I'm getting to know the WordCloud package for Python and I'm testing it with the Moby Dick Text from NLTK. A snippet of this is as follows:
As you can see from the highlights in the image, all of the possesive apostrophes have been escaped to "/'S" and WordCount seems to be including this in the frequency count as "S":
Frequency distribution of words
Of course this causes an issue because "S" is counted as a high frequency and all the other word's frequency are skewed in the cloud:
In a tutorial that I'm following for the same Moby Dick string, the WordCloud doesn't seem to be counting the "S". Am I missing an attribute somewhere or do I have to manually remove "/'s" from my string?
Below is a summary of my code:
example_corpus = nltk.corpus.gutenberg.words("melville-moby_dick.txt")
word_list = ["".join(word) for word in example_corpus]
novel_as_string = " ".join(word_list)
wordcloud = WordCloud().generate(novel_as_string)
plt.imshow(wordcloud, interpolation="bilinear")
plt.axis("off")
plt.show()
CodePudding user response:
In such application, usually use stopwords
to filter the word list first, since you don't want simple words, such as a, an, the, it, ...
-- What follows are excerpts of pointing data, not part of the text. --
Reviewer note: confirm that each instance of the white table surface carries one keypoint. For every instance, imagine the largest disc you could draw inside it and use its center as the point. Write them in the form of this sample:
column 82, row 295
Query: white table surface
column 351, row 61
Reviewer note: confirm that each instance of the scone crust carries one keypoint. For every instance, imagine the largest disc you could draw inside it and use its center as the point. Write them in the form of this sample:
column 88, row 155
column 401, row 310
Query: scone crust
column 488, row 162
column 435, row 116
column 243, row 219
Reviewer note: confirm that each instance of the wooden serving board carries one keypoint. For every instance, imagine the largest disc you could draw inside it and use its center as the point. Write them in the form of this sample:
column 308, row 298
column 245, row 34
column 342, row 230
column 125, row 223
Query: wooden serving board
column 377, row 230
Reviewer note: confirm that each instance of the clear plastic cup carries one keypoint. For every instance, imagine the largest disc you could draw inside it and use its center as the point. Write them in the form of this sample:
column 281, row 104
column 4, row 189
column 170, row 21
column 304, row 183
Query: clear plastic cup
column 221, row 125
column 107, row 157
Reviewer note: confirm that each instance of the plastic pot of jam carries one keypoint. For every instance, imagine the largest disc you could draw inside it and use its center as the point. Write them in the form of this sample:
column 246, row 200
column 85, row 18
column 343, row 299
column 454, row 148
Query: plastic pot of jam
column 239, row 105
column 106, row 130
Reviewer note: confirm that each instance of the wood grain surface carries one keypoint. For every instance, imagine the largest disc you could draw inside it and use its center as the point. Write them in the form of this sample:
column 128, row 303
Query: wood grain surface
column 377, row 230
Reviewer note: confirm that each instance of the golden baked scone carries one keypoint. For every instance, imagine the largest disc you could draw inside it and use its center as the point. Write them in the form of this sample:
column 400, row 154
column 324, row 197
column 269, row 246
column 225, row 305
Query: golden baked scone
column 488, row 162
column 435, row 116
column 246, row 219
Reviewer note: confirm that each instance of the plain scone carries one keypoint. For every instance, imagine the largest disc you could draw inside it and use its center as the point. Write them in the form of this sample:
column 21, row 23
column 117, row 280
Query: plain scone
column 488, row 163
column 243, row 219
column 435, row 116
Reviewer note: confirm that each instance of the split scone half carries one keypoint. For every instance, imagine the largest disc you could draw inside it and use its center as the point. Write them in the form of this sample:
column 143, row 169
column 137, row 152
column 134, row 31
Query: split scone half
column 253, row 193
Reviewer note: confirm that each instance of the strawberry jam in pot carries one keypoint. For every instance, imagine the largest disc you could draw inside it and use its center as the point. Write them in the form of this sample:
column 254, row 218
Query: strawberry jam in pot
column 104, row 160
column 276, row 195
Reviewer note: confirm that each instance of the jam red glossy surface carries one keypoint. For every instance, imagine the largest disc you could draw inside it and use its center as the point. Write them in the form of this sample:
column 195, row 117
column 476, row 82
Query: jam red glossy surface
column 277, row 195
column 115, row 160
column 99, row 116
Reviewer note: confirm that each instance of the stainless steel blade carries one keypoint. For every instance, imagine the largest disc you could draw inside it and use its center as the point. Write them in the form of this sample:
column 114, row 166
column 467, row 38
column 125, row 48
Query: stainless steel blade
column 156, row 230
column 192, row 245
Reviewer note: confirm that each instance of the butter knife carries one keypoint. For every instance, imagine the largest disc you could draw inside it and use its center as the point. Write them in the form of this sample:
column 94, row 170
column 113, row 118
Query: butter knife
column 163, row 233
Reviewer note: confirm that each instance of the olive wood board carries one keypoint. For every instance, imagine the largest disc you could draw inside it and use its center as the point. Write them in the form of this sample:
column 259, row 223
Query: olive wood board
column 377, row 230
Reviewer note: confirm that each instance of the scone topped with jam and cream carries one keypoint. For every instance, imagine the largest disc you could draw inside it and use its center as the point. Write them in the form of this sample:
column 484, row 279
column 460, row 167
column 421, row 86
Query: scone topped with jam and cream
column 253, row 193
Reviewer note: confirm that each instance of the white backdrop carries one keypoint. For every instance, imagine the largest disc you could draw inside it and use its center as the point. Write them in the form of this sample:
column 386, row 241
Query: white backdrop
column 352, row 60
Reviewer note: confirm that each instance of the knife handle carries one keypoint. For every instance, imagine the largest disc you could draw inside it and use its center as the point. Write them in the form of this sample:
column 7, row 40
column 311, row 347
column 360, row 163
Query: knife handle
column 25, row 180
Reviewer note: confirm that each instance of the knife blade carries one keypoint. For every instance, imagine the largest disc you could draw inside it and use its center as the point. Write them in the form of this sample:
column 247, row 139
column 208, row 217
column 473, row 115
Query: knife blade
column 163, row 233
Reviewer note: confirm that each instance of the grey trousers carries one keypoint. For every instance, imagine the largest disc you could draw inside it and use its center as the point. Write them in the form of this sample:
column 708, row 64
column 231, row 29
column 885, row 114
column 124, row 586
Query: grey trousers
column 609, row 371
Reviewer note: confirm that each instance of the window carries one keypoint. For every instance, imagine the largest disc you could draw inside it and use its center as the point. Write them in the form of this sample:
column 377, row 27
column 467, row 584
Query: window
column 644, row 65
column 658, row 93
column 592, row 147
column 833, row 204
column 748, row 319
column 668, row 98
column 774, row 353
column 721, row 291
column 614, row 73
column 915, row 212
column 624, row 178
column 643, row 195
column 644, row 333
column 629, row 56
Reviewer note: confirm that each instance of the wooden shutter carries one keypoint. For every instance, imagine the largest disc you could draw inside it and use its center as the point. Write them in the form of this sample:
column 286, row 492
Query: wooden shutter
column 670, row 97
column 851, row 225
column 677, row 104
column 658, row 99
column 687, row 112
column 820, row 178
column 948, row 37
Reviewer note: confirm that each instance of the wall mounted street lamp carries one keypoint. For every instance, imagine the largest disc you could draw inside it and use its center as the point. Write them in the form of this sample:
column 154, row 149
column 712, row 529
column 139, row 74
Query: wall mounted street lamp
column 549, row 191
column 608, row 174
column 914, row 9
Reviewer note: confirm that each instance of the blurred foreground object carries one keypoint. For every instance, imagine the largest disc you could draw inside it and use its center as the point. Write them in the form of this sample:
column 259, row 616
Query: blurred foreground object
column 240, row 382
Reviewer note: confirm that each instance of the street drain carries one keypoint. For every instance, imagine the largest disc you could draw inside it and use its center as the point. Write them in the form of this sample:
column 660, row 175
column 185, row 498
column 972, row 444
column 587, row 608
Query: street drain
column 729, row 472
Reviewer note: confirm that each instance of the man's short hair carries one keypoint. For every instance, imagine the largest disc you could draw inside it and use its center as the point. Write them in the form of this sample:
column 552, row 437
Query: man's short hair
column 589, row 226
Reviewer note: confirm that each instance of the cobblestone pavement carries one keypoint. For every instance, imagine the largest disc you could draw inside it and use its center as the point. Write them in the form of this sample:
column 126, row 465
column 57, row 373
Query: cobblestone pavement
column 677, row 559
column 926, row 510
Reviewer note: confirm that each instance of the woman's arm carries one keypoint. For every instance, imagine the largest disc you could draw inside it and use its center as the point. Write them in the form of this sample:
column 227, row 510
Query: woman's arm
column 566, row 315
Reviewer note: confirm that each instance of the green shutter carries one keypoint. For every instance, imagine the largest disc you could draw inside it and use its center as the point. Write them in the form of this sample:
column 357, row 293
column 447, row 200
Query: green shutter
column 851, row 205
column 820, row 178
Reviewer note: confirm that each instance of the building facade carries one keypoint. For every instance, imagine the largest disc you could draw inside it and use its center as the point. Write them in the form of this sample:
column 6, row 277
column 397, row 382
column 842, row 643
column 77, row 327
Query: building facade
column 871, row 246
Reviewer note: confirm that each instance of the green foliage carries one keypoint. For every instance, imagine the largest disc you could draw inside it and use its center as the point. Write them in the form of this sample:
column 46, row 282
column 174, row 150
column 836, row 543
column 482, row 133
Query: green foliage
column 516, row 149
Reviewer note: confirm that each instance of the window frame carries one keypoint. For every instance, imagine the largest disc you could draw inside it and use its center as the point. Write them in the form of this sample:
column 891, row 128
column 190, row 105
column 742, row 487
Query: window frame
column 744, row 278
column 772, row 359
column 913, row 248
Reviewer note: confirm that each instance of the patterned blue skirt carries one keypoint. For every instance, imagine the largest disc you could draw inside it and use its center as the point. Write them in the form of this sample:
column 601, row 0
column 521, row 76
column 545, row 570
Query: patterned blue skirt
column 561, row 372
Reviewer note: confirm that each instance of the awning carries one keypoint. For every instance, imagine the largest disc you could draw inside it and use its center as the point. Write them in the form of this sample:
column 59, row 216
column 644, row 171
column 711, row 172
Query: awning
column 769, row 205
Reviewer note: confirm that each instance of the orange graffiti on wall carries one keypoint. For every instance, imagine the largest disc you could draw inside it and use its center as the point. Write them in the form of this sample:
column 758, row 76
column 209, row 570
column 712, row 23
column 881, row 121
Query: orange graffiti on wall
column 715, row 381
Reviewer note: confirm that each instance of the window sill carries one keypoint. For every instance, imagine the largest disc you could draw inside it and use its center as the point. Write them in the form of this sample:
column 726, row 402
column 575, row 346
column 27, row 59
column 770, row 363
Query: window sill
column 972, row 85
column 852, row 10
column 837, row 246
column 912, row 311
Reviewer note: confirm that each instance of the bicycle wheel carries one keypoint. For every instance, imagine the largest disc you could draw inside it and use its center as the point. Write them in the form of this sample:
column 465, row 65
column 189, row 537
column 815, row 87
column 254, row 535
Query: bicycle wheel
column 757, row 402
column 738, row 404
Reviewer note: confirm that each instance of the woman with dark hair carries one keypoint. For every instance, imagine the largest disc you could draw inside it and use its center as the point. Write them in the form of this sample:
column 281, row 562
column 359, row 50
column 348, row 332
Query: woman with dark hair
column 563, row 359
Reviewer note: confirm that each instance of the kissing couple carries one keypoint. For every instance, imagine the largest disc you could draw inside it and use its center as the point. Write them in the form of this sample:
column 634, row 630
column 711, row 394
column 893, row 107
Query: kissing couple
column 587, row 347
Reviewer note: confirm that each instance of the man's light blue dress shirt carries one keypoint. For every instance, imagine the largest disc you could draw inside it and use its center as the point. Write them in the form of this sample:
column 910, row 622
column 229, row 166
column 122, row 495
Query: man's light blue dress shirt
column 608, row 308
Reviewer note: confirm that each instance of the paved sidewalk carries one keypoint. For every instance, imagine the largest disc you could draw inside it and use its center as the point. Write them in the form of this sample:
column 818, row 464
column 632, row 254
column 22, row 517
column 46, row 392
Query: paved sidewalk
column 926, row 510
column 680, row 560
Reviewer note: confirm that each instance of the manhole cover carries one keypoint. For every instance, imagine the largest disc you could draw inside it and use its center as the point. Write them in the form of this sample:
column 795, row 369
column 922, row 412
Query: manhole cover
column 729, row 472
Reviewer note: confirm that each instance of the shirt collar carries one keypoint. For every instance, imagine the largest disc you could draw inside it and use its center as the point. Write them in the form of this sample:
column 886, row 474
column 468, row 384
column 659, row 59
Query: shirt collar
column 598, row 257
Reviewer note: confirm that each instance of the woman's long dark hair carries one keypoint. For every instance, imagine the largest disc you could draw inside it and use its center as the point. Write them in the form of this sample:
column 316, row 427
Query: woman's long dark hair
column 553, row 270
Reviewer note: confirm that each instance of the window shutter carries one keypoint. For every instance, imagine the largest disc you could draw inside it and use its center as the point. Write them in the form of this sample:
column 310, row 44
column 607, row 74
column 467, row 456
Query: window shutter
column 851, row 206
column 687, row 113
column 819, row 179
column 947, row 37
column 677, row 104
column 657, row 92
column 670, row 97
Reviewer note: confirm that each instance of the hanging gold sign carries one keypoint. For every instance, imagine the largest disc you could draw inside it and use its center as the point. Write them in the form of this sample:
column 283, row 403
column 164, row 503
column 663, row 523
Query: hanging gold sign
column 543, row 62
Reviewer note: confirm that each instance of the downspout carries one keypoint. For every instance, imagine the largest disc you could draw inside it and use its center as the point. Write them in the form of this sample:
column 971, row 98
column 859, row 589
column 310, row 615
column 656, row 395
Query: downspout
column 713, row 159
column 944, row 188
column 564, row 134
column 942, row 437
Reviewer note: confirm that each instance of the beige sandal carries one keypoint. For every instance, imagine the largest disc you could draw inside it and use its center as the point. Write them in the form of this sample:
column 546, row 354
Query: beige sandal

, to dominate your result.
changed the code a little bit, hope it helps. you can check the content of stopwords
.
import nltk
from wordcloud import WordCloud
import matplotlib.pyplot as plt
from nltk.corpus import stopwords
example_corpus = nltk.corpus.gutenberg.words("melville-moby_dick.txt")
# word_list = ["".join(word) for word in example_corpus] # this statement seems like change nothing
# using stopwords to filter words
word_list = [word for word in example_corpus if word not in stopwords.words('english')]
novel_as_string = " ".join(word_list)
wordcloud = WordCloud().generate(novel_as_string)
plt.imshow(wordcloud, interpolation="bilinear")
plt.axis("off")
plt.show()
output: see wordcloud Imgur
CodePudding user response:
It looks like your input is part of the problem, if you look do like so,
corpus = nltk.corpus.gutenberg.words("melville-moby_dick.txt")
words = [word for word in corpus]
print word[215:230]
You get
['RICHARDSON', "'", 'S', 'DICTIONARY', 'KETOS', ',', 'GREEK', '.', 'CETUS', ',', 'LATIN', '.', 'WHOEL', ',', 'ANGLO']
You can do a few things to try and overcome this, you could just filter for strings longer than 1,
words = [word for word in corpus if len(word) > 1]
You could try a different file provided by nltk, or you could try reading the input raw and properly decoding it.